Kontos, George; And Others
Nova Southeastern University (NSU) is constantly striving to expand the concept of the classroom and fulfill the mission of the university, which includes serving the educational needs of employed professionals, regardless of their schedules and distance from the central campus. "Distant learners" include those whose job demands, family responsibilities, and other constraints make traditional educational access unavailable. This paper reviews the various highlights of the history of distance education technologies at NSU, from low to high technology. Distance education at NSU began in 1972 with the use of the telephone and airplanes. In 1983, graduate education programs were offered through interactive electronic telecommunications.
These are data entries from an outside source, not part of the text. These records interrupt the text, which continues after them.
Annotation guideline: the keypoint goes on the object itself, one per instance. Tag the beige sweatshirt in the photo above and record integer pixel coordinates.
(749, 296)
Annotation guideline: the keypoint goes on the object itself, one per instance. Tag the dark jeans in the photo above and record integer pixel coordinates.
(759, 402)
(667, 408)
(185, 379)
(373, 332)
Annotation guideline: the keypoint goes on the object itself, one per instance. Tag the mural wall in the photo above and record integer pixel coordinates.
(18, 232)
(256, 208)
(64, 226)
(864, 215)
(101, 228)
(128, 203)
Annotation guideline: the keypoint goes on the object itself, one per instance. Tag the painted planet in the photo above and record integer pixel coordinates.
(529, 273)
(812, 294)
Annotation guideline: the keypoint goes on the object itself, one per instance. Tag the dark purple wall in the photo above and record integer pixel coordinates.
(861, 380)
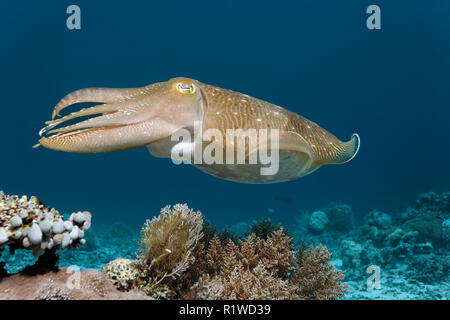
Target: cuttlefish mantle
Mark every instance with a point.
(159, 114)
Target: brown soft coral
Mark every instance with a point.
(268, 269)
(174, 263)
(168, 242)
(315, 277)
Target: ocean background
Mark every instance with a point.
(316, 58)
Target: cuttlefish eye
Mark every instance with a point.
(186, 88)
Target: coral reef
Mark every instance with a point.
(260, 268)
(410, 246)
(175, 262)
(168, 241)
(28, 224)
(65, 284)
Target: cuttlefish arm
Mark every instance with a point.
(129, 119)
(149, 116)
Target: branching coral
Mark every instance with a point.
(315, 277)
(269, 269)
(175, 263)
(28, 224)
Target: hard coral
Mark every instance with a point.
(125, 274)
(178, 264)
(28, 224)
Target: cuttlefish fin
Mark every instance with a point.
(295, 155)
(346, 151)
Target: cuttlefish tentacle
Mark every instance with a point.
(103, 95)
(150, 115)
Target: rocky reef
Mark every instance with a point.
(179, 255)
(182, 257)
(410, 247)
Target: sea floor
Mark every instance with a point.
(117, 240)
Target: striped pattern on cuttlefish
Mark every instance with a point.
(150, 115)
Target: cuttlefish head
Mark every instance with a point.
(130, 118)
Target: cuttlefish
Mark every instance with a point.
(151, 116)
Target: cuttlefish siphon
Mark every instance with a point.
(157, 115)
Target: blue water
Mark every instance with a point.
(316, 58)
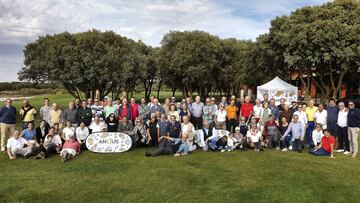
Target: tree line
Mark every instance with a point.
(319, 42)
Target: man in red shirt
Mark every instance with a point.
(246, 109)
(326, 147)
(134, 109)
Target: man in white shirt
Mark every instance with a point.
(188, 128)
(321, 116)
(254, 138)
(97, 126)
(257, 109)
(342, 141)
(16, 146)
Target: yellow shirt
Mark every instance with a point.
(231, 112)
(30, 115)
(310, 112)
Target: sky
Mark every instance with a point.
(23, 21)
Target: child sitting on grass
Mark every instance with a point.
(70, 149)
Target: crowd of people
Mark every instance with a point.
(180, 127)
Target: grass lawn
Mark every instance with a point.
(269, 176)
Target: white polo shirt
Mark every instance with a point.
(220, 115)
(321, 117)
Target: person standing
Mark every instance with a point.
(342, 141)
(55, 116)
(85, 114)
(246, 109)
(110, 108)
(332, 117)
(71, 114)
(45, 111)
(7, 122)
(353, 128)
(320, 116)
(326, 147)
(134, 109)
(143, 110)
(27, 113)
(231, 115)
(196, 113)
(310, 112)
(297, 130)
(275, 112)
(208, 111)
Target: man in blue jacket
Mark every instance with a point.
(353, 128)
(7, 122)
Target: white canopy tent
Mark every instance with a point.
(278, 89)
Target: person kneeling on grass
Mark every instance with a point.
(52, 145)
(70, 149)
(17, 145)
(326, 147)
(255, 139)
(169, 145)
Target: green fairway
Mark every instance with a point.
(270, 176)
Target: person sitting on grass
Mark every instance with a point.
(238, 138)
(326, 147)
(125, 126)
(297, 130)
(254, 138)
(81, 134)
(112, 123)
(52, 145)
(70, 149)
(29, 134)
(317, 134)
(18, 146)
(169, 145)
(217, 141)
(97, 126)
(68, 131)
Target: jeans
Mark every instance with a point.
(183, 149)
(343, 138)
(232, 123)
(165, 147)
(197, 122)
(309, 130)
(286, 142)
(297, 145)
(319, 152)
(353, 138)
(273, 140)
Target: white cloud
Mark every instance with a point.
(22, 21)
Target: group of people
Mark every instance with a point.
(179, 127)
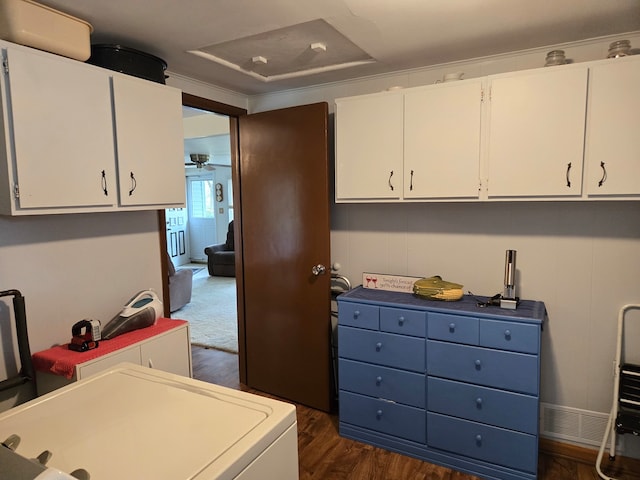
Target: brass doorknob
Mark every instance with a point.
(318, 270)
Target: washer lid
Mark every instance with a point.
(135, 422)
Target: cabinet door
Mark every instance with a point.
(369, 147)
(612, 142)
(442, 141)
(536, 133)
(170, 352)
(149, 136)
(62, 132)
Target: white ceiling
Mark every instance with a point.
(369, 36)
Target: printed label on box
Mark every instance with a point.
(390, 283)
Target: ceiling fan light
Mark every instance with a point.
(199, 158)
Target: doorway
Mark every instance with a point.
(204, 221)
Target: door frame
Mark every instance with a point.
(189, 100)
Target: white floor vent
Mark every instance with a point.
(572, 424)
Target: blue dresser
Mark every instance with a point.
(451, 383)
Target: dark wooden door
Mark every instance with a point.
(283, 164)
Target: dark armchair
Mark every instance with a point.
(221, 257)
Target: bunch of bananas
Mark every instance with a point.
(434, 288)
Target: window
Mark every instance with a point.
(202, 198)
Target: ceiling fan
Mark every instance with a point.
(200, 161)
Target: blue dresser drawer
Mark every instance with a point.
(517, 337)
(383, 382)
(493, 368)
(453, 328)
(405, 322)
(382, 348)
(359, 315)
(510, 410)
(383, 416)
(483, 442)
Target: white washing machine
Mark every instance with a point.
(136, 422)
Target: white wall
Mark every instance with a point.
(581, 259)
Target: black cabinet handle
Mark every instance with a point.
(604, 175)
(104, 183)
(134, 184)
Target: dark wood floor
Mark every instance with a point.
(324, 455)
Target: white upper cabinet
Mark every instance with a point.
(369, 138)
(536, 132)
(149, 137)
(66, 129)
(442, 141)
(612, 141)
(58, 128)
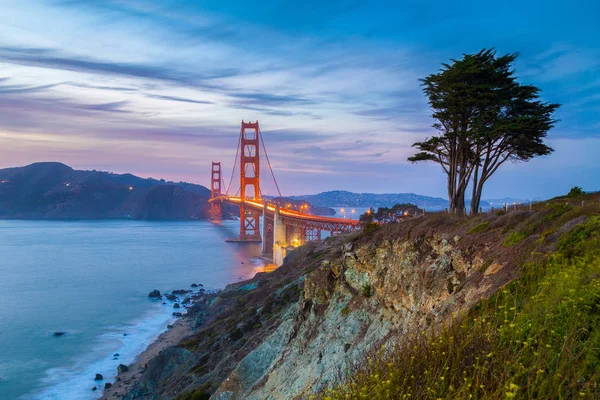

Facilitated classrooms, using a combination of audio teleconferencing discussions (including computer augmentation of the audiobridge, such as subgrouping and polling), individual phone calls, and a local facilitator provided a new instructional mode at NSU beginning in 1991. Distance education programs at NSU, operating online on Unix, use regional symposia, campus seminars and institutes, personal computers for online electronic communications, and computer conferencing. The electronic classroom (ECR) program simulates a traditional classroom; the computer screen is split into an instructor's ("blackboard") and a student's window. In 1994, NSU began offering compressed video, an alternative to interactive television (ITV) systems that offers equivalent educational effectiveness at a lower cost, as another mode of interactive, online instruction. (Author/MAS)
Publication Type: Reports - Descriptive; Speeches/Meeting Papers
Education Level: N/A
Authoring Institution: Nova Southeastern Univ., Fort Lauderdale, FL. Center for the Advancement of Education.
Identifiers: Nova Southeastern University
Note: Paper presented at the International Conference on Technology and Education (ICTE) (12th, Orlando, FL, March 1, 1995).